ARBS / docs /true-ternary /TRUE-TERNARY-REFACTOR15.md

Upload folder using huggingface_hub

d8bc908 verified 1 day ago

3.53 kB

	# TRUE TERNARY REFACTOR 15

	Date: 2026-05-20

	## Goal

	Fix the two regressions reported after the platform restructure:

	- model capacity had fallen back to about 1.9B instead of the 3B target
	- training was hitting OOM from fp16/fp32 state leaking into ternary paths

	## Changes

	### 1. Restored the 3B target shape

	`arbitor/config.py` now restores the large VQ targets while keeping the motif width small enough to stay near 3B:

	- `CODEBOOK_DIM = 64`
	- `SHARED_VQ_SIZE = 10_000_000`
	- `KGVQ_CODEBOOK_SIZE = 5_000_000`
	- `KGVQ_CODEBOOK_DIM = 64`

	A no-allocation constructor trace of the assembled default model reports:

	```text
	dummy logical ternary total: 3,011,944,672
	```

	This keeps the requested 10M shared VQ and 5M KG VQ without the accidental 1024-wide VQ explosion.

	### 2. Removed MoEGraph fp16 edge EMA

	`MoEGraph` no longer allocates dense `codebook_size * 10` graph edges for large VQ graphs and no longer registers `edge_ema` as `float16`.

	Large graphs now use bounded active edge state:

	- `active_edge_src`: int32
	- `active_edge_dst`: int32
	- `active_edge_attr`: int8 ternary edge sign
	- `active_edge_score`: int8 residual score
	- `edge_index`: empty compatibility buffer for large active mode

	Small graph tests still use dense edges, but the score path is now int8 `edge_score`, not fp16 EMA.

	### 3. Removed float KG VQ buffers

	The old `KGVQCodebook` kept float32 `embed` and `embed_avg` buffers.

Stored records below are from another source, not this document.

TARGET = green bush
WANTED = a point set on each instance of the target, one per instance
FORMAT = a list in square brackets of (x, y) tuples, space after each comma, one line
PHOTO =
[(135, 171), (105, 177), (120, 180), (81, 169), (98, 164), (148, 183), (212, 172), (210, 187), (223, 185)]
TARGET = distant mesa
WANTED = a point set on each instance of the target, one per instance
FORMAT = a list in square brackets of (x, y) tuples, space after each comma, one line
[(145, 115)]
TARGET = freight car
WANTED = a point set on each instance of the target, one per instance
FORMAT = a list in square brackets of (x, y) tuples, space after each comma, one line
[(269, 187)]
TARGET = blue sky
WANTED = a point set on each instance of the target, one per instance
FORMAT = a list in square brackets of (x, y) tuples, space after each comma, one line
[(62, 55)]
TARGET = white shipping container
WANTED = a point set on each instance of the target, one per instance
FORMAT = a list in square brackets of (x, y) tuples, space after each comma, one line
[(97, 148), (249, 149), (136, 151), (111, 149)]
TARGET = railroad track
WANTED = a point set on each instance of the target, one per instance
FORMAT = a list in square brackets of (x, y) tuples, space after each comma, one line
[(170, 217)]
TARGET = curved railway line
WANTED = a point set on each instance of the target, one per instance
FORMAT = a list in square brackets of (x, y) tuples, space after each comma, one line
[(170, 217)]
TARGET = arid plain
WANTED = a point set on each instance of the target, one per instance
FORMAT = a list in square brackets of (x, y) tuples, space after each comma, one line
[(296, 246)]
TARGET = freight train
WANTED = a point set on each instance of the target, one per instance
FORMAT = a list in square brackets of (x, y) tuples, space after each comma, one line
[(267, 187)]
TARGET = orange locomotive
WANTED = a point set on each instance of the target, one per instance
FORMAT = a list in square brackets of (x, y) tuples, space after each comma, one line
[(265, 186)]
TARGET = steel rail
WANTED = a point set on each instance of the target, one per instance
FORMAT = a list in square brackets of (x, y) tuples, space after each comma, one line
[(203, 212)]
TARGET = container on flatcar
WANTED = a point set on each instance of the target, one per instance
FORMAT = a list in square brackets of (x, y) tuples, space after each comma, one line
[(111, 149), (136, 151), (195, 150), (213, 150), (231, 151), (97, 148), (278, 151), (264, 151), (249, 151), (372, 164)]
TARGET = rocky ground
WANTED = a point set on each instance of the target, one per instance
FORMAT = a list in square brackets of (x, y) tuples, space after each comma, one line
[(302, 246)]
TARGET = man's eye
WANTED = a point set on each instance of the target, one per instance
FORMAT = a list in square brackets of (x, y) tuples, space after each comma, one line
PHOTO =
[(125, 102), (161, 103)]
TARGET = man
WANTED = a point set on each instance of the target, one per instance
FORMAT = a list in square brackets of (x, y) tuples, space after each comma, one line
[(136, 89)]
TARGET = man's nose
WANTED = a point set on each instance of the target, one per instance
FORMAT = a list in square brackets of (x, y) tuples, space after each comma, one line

It is now a compatibility wrapper around `TernaryVQCodebook`, so the KG/composite VQ uses packed ternary rows, int8 scales, int8 accumulators, and int16 usage counts.

	### 4. Large VQ initialization is now packed-first

	`TernaryEmbeddingTable` now detects million-entry tables and initializes directly into:

	- packed `uint8` trits
	- int8 `E`
	- int8 `E_accum`
	- int8 `T_accum`

	This avoids building temporary multi-GB float tensors for the 10M shared VQ and 5M KG VQ.

	### 5. Removed persistent fp32 Triton training hooks

	The Triton ternary backward path now stores `_hook_grad_T_sign` as int8 instead of keeping `_hook_grad_2d` and `_hook_x_2d` fp32 activation/gradient views on each ternary module after backward.

	The direct fp32 hook fallback remains only for non-Triton compatibility paths, and the tests now assert that the CUDA Triton path does not retain fp32 grad/x hooks.

	### 6. Ternary MoE centroids

	MoEGraph routing centroids are now a `TernaryEmbeddingTable` instead of a float `nn.Parameter`.

	## Validation

	Passed:

	```bash
	python -m compileall -q arbitor training testing
	python -m pytest -q testing/kg/test_kg_edges.py testing/kg/test_composite_head.py testing/test_gradient_capture.py testing/test_tilelang_training.py
	python -m pytest -q testing/test_tscale.py::test_cuda_triton_tscale_path
	python -m pytest -q --import-mode=importlib testing/model/test_tscale.py::test_cuda_triton_tscale_path
	```

	Additional targeted checks passed:

	- large active MoEGraph with `codebook_size=10_000_000` has `edge_index.shape == (2, 0)` and no float edge buffers
	- 1M-entry `TernaryVQCodebook` has no float buffers and trains through sparse forward/backward/update
	- small active MoEGraph forward/backward remains finite with ternary centroids

	## Remaining Risk

	The kernels still use fp32 accumulators internally for numeric accumulation and losses still produce floating scalar loss values. This pass removes persistent fp16/fp32 ternary state and retained fp32 training hooks, which were the memory leak/OOM concern. A fully integer activation/loss path would be a separate kernel-level redesign.